Disclaimer: Usual stuff, characters don't belong to me and all that rot. Thought I would try my hand at a Halloween type story, what with it being around the corner. Rated T + because I'm just not sure where my muses are going with it. Each chapter after this one will have a quote from one of my favorite movies, can you name the quote and the movie for a little Halloween fun? Hope you enjoy and if you do….Please, Please review. (God, I'm so needy!) :)


CHAPTER ONE

Nigel dipped his head and tried to see through the sheets of rain that were pounding the windshield of Sydney's jeep. They had just finished a rewarding, yet exhausting relic hunt and had been on their way back home when the storm hit. As the hunt had led them to a small town in Salem, they had simply driven down, but now, on the way back, they could hardly see the road ahead due to the storm.

"Crap!" Sydney cursed and had slowed the jeep to a safer twenty miles an hour. "Did we miss the highway turn off?"

"I honestly don't know, Syd. I haven't seen a building or road sign for miles."

Nigel squinted through his window which was fogged up from the humidity and wiped his hand across it to get a better view, but there was none to be had. He simply couldn't make out anything definitive on either side of them. There weren't even any stop lights, just a long stretch of black top and what could be taken for trees on either side.

"This can't be the highway; we haven't seeN any other cars."

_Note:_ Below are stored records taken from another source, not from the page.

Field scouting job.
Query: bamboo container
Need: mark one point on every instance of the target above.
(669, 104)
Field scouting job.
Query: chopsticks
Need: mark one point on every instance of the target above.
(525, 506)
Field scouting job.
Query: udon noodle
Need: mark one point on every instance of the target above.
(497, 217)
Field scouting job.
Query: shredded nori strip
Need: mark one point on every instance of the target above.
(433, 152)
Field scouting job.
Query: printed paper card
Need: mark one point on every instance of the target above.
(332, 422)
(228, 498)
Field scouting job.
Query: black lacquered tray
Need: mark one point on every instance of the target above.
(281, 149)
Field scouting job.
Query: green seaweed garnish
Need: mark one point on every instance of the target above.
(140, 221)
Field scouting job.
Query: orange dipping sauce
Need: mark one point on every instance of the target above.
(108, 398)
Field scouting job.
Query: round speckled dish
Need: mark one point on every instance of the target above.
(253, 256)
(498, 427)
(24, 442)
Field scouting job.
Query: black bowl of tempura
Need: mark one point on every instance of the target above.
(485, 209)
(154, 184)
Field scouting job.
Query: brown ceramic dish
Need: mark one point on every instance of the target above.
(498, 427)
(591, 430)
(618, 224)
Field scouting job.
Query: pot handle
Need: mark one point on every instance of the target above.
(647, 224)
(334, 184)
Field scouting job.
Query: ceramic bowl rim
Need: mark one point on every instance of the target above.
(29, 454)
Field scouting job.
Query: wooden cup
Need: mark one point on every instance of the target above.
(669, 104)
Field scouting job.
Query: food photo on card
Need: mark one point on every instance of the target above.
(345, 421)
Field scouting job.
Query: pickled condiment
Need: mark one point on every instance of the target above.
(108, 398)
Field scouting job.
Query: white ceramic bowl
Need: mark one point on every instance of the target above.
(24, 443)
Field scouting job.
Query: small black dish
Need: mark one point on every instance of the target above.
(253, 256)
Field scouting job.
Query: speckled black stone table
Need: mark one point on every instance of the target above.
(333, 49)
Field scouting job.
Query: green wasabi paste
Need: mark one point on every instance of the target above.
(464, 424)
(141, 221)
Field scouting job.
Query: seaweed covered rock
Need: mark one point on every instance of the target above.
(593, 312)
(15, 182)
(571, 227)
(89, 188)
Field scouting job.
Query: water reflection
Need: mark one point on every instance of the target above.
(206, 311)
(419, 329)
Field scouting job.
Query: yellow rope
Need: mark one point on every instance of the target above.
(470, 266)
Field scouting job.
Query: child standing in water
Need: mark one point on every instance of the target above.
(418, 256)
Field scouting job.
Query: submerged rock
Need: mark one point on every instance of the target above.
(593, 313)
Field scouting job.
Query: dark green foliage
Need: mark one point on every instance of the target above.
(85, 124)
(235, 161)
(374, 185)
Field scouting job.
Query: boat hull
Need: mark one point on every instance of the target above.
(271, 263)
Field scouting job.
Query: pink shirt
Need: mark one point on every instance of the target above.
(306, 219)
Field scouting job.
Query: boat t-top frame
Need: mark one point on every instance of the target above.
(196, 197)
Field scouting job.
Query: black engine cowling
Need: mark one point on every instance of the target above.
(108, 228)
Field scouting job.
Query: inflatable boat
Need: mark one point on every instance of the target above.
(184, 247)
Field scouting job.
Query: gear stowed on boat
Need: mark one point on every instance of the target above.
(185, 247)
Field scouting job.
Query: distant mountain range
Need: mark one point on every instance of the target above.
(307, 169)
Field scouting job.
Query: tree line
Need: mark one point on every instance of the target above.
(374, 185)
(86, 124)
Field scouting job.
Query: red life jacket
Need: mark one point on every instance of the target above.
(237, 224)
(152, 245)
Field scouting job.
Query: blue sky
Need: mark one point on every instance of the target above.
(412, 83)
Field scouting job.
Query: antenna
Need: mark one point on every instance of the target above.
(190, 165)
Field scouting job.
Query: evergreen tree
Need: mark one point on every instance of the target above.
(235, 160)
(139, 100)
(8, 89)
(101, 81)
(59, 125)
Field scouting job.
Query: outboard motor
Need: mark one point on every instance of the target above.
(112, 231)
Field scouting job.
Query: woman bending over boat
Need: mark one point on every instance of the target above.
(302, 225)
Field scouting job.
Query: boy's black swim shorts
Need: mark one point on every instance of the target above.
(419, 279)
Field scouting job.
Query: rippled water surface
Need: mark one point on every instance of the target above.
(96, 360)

"We can't stay out in this, but I can't pull off either." She couldn't see even the sides of the road, so she had no idea if there was gravel, a ditch or a freaking drop off cliff on either side of them. "Maybe we should…"

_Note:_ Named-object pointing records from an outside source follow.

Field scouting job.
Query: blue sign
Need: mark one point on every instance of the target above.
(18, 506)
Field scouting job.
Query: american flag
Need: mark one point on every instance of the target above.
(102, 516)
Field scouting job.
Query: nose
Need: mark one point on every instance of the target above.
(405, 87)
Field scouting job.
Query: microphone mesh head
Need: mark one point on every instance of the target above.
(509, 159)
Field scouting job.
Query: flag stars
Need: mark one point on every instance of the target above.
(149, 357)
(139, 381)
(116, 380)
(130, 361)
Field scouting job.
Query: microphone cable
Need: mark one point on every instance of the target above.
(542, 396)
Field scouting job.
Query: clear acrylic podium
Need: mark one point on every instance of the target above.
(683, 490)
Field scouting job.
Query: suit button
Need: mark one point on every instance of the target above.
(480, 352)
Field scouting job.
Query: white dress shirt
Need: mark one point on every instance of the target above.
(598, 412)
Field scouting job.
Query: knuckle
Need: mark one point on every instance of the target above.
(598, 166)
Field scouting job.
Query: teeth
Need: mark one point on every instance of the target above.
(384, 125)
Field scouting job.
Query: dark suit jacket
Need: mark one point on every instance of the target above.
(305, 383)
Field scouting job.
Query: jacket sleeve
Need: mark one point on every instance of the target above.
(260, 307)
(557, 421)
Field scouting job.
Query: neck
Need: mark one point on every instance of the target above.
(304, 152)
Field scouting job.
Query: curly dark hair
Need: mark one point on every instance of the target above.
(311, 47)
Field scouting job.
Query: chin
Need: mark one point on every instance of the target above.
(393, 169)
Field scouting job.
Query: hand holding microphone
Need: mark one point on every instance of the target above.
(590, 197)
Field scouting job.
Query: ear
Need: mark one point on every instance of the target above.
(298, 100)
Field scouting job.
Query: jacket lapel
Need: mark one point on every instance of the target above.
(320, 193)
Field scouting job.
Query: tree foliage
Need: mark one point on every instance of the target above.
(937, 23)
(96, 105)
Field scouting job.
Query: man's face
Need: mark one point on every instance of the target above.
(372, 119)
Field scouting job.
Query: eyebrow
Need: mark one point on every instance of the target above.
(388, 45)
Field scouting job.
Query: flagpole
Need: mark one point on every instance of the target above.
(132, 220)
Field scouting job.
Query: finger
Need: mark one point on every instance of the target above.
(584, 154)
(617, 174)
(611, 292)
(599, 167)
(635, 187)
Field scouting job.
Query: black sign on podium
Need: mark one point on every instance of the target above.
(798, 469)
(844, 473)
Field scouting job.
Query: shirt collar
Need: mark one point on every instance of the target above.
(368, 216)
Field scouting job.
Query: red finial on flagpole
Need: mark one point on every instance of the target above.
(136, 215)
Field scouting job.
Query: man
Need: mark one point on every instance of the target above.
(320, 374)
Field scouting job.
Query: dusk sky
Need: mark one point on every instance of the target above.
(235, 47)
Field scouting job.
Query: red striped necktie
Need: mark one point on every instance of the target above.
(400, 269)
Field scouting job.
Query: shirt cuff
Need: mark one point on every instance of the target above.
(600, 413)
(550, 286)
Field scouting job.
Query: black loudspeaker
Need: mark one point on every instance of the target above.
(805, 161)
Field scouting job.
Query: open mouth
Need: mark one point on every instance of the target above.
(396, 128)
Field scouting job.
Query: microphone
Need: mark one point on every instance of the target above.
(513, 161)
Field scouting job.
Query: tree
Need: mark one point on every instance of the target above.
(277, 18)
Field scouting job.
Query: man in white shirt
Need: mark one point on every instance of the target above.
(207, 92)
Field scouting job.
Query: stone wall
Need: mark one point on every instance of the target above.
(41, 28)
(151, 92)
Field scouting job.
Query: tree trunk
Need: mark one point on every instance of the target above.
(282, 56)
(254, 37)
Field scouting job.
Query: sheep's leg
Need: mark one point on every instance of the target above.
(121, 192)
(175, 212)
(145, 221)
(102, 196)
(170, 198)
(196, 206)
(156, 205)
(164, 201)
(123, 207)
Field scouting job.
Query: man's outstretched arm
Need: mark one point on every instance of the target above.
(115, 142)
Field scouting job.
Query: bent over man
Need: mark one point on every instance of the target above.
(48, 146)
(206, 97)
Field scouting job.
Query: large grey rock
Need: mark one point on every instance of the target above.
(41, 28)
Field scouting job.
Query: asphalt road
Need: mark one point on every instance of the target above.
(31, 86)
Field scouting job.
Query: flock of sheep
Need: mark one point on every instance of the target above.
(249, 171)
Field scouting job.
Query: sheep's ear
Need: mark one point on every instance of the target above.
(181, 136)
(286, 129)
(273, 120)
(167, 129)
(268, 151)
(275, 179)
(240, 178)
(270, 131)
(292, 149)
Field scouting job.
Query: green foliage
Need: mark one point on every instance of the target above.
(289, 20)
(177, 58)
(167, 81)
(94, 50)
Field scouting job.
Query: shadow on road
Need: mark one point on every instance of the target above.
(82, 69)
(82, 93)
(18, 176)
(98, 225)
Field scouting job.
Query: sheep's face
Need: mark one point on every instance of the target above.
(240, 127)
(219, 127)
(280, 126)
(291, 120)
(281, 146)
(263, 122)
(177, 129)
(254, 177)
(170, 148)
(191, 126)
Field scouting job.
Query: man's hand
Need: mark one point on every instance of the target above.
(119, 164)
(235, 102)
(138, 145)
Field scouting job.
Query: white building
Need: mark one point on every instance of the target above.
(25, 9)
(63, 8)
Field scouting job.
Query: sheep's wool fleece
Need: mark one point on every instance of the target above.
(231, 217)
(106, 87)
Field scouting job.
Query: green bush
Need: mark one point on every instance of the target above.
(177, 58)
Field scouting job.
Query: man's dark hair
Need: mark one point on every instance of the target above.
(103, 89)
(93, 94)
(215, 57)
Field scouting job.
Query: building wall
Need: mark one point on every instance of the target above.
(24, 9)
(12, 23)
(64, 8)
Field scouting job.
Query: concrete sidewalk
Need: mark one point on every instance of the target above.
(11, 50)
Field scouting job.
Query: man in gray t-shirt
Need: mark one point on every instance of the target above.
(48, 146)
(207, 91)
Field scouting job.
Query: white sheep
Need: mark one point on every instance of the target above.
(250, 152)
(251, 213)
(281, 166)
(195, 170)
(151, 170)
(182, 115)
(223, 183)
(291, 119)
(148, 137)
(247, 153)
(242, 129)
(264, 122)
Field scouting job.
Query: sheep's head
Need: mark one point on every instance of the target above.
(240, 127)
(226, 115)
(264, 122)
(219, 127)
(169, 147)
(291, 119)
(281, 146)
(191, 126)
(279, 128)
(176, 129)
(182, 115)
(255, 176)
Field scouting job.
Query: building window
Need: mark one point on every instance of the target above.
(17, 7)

A lightening bolt hit the road directly ahead of them, lighting up the interior of the car and the scenery around them for one blinding second. Nigel cried out, Sydney swore and swerved automatically, and then suddenly they were airborne.

The jeep bumped down a rough incline, tossed them back and forth against their seats, and then finally slammed into a large tree. The airbags deployed preventing either of them from going through the windshield, as a window shattered on the passenger side and a broken branch from the tree dropped down against it in protest. The occupants inside the battered jeep were unconscious and unaware of the rain that filtered in.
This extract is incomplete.